One of the most common demonstrations to support a round Earth is the fact that ships sailing away from shore appear to drop below the horizon as they are farther away. It’s an effect that’s particularly clear with tall sailing ships, but is more difficult to observe with low cargo ships and the like. It also doesn’t always work that way. When observing objects on the far horizon, it can appear that a ship actually rises above the horizon (what’s known as a Fata Morgana). We now know this is due to the refraction of light through the atmosphere, but if light can be refracted upward, who’s to say it couldn’t be refracted downward?
Since refraction is a problem on the horizon, you could measure the Sun at its highest point in the sky at two different locations on Earth. This was first documented by Eratosthenes around 240 BC. He noted that at the solstice the Sun passed directly overhead in the city of Syene, but cast a shadow on the same day in Alexandria.

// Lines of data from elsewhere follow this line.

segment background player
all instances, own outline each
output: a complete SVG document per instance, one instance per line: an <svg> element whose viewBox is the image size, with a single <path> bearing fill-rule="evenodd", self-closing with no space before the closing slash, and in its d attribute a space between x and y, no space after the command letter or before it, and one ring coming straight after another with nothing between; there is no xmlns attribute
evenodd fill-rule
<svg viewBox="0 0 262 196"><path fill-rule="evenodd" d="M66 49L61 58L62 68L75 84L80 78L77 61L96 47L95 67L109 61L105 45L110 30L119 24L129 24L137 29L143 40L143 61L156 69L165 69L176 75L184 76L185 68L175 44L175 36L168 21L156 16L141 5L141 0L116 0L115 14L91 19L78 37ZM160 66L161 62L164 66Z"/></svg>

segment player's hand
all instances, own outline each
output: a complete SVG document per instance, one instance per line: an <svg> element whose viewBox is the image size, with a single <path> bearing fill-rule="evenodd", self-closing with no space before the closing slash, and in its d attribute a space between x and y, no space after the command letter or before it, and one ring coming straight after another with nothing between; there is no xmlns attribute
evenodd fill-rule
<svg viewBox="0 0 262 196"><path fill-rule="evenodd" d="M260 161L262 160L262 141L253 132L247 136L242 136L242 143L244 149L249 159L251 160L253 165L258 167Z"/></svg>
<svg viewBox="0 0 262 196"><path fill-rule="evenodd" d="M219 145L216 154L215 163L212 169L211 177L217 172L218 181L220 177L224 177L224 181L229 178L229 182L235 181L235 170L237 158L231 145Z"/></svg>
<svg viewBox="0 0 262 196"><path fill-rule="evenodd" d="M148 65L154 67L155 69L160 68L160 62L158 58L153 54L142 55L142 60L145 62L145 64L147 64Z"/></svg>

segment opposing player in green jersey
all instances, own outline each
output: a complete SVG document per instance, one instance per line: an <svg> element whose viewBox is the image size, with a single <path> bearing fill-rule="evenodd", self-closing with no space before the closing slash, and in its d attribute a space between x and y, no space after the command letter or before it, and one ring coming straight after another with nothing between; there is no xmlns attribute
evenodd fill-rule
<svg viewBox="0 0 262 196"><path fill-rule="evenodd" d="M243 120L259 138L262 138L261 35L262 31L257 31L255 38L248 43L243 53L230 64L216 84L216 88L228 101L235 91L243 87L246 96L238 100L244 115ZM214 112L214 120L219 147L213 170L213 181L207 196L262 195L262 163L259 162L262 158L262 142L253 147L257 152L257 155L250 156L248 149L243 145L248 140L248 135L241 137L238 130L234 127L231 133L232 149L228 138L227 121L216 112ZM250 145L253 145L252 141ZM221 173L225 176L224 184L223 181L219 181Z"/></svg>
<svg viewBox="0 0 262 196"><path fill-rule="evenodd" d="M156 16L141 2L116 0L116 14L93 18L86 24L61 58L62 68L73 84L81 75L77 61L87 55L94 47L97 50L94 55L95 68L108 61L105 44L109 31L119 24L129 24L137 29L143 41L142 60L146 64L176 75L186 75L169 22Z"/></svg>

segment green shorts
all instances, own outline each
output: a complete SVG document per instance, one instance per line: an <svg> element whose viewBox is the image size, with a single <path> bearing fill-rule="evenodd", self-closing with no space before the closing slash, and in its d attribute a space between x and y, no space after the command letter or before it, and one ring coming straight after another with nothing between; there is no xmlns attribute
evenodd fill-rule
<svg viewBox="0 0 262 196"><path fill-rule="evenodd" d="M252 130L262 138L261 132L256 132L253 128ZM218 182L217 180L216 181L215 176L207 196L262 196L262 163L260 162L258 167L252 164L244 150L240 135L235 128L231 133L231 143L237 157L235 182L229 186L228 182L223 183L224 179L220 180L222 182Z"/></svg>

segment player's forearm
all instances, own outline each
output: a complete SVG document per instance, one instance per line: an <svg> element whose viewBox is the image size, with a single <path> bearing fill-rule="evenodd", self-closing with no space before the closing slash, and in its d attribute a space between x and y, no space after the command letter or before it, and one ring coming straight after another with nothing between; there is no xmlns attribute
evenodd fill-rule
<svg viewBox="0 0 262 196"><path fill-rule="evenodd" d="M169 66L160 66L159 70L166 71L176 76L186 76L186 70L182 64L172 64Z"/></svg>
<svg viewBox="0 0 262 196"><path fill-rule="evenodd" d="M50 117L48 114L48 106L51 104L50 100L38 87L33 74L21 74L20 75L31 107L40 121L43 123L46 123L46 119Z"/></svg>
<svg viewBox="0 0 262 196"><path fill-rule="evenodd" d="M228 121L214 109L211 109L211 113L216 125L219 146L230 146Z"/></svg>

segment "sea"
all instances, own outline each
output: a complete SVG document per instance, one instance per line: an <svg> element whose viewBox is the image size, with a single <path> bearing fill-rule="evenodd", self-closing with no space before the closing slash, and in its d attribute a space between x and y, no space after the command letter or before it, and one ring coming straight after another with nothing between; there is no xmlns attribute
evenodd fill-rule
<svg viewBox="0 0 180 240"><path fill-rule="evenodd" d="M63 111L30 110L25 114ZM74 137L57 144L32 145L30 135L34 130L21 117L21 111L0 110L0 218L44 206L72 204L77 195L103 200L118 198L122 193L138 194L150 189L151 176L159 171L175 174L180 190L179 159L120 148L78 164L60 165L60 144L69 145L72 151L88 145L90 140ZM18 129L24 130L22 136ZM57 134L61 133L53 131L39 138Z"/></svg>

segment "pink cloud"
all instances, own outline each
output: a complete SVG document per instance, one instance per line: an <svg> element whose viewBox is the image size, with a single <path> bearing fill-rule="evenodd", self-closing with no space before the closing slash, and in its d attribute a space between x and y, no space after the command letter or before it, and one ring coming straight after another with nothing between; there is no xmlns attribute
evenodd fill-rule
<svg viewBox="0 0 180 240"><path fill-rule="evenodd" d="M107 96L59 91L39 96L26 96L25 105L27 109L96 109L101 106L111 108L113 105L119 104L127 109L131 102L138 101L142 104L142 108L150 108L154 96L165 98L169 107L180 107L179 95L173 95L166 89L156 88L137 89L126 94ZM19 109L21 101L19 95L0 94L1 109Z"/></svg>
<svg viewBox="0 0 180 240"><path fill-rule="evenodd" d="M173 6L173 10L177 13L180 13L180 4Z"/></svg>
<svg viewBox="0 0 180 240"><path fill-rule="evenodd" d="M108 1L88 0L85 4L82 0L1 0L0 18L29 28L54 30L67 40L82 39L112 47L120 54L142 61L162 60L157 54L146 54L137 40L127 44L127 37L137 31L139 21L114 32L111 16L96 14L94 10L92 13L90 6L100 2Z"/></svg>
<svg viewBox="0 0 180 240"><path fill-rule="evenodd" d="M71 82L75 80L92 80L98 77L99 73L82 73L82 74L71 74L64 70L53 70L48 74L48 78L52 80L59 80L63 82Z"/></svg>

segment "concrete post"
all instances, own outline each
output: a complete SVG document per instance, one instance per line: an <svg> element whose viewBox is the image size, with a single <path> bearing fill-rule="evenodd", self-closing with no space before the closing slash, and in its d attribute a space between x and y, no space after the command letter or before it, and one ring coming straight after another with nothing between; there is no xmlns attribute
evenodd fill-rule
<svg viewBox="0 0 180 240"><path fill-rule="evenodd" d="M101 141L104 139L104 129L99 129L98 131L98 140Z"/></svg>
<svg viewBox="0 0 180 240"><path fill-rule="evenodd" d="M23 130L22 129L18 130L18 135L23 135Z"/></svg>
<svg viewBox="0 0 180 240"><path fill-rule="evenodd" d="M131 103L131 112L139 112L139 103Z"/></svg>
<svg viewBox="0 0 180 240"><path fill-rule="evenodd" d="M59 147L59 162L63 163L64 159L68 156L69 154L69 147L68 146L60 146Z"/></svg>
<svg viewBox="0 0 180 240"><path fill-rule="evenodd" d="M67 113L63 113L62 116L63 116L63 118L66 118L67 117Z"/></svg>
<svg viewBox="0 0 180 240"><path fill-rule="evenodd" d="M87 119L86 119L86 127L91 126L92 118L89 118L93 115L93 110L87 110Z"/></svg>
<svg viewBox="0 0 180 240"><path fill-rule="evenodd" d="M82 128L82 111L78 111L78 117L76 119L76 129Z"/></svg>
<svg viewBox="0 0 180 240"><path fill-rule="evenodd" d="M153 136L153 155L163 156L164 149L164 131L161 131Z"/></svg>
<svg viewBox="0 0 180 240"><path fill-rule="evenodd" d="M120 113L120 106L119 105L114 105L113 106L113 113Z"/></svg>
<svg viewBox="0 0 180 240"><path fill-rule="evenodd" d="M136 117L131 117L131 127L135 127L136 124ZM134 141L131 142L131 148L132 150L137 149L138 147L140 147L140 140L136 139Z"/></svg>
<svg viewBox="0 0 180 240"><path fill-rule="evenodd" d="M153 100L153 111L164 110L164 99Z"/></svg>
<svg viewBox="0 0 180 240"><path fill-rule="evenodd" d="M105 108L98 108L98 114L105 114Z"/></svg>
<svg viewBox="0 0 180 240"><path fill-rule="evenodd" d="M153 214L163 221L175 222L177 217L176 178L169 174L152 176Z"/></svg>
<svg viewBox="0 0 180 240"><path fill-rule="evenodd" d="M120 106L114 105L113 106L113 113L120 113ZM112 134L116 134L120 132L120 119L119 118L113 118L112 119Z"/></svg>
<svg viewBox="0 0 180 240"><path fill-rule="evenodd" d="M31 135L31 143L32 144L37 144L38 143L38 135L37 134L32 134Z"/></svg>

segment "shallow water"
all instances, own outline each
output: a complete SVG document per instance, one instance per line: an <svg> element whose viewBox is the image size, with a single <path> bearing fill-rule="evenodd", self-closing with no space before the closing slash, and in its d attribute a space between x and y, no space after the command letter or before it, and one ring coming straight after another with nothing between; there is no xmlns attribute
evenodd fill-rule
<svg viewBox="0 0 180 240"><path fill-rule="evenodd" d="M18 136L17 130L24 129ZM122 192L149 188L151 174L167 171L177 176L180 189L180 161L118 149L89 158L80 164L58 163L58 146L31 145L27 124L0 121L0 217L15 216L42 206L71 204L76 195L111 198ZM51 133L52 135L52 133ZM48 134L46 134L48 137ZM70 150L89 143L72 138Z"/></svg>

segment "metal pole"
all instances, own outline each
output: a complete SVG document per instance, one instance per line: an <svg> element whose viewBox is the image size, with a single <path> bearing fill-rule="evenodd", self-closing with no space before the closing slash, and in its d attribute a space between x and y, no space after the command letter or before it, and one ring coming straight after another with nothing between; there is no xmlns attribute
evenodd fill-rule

By measuring the distance from Syene to Alexandria and using a bit of geometry, Eratosthenes not only demonstrated a round Earth, but he also measured its size to within a few percent.
Even before Eratosthenes, Aristotle noted his evidence of the round Earth in “On the Heavens,” written in 350 BC. He noted that when traveling to Egypt that certain constellations seen from Greece could not be seen in Egypt. This was only possible if the surface of the Earth was curved. So if you take your curious scientist on a road trip, you can easily see the Earth is not flat. With a bit of careful measuring you can even get a rough estimate of its size.
If you’re not able to travel, one other way you can see evidence of a round Earth is through a lunar eclipse. It just so happens that there’s a lunar eclipse at the end of this month. As the shadow of the Earth passes over the Moon, you’ll notice that the shadow of the Earth is circular. This is always the case, whether the Moon is near the horizon or high overhead. The Earth’s shadow is always round. Perhaps it’s just an optical illusion, but that’s very unlikely. Observations of lunar eclipses were used to argue in favor of a round Earth for centuries before the measurement of Eratosthenes.
So we’ve known that Earth is round for a very long time. What’s interesting about this question is that it shows how careful observations can lead to an amazing discovery, and how a confluence of evidence can build to support a scientific idea. From our modern perspective a round Earth is obviously true, but it was once hard-won knowledge. But even now we don’t need to rely on past authority to support long-standing scientific ideas. We can always go back and prove it for ourselves.